For Enterprise Teams: The choice depends on your stack. GitHub-centric teams should use Copilot Enterprise. AWS-centric teams get more value from Q Developer, especially with its code transformation and security scanning features. Some enterprises use both.
The Bottom Line: Copilot is the better general-purpose coding assistant. Q Developer is the better AWS companion. If you write code that runs on AWS, Q Developer adds value that Copilot can't.
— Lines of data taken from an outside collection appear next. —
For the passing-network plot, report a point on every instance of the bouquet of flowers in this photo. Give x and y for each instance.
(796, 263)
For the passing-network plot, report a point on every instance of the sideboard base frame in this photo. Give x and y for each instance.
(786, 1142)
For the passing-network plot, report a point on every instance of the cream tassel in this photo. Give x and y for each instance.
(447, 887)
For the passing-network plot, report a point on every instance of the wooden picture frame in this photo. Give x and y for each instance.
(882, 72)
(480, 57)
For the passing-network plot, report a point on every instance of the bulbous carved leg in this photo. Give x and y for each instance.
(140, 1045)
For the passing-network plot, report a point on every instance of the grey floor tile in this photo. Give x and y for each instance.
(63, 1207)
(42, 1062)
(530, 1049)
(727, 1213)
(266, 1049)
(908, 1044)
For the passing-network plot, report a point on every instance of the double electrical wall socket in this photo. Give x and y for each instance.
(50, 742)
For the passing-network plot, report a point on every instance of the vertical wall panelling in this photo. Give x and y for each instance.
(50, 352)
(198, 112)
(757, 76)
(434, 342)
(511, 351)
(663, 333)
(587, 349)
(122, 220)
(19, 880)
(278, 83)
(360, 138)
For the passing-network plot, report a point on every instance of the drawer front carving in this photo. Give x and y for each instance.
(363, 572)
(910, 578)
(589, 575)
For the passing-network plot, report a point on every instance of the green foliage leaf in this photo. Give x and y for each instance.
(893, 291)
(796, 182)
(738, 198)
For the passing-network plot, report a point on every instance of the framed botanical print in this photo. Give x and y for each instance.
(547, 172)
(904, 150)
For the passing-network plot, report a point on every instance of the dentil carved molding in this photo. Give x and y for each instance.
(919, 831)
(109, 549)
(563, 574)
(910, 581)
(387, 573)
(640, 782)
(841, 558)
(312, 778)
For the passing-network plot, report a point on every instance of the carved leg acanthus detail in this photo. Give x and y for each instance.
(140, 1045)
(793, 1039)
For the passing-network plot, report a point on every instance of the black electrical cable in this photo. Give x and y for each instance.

For everything else, Copilot's autocomplete quality and ecosystem make it the default choice.
Switching Between GitHub Copilot and Amazon Q Developer
What Transfers Directly
- IDE setup (both support VS Code and JetBrains)
- Your codebase and project configuration
- Git workflow and version control setup
- General coding habits and AI interaction patterns
What Needs Reconfiguration
- Extension/plugin installation (uninstall one, install the other)
- Authentication (GitHub account vs AWS account)
- AI behavior preferences and custom instructions
- Code review and security scanning workflows (different feature sets)
- Team/organization settings (different admin consoles)
Estimated Migration Time
Under 30 minutes. Uninstall the old extension, install the new one, authenticate, and start coding. The learning curve is the bigger time investment: 1-2 weeks to get comfortable with the new tool's strengths.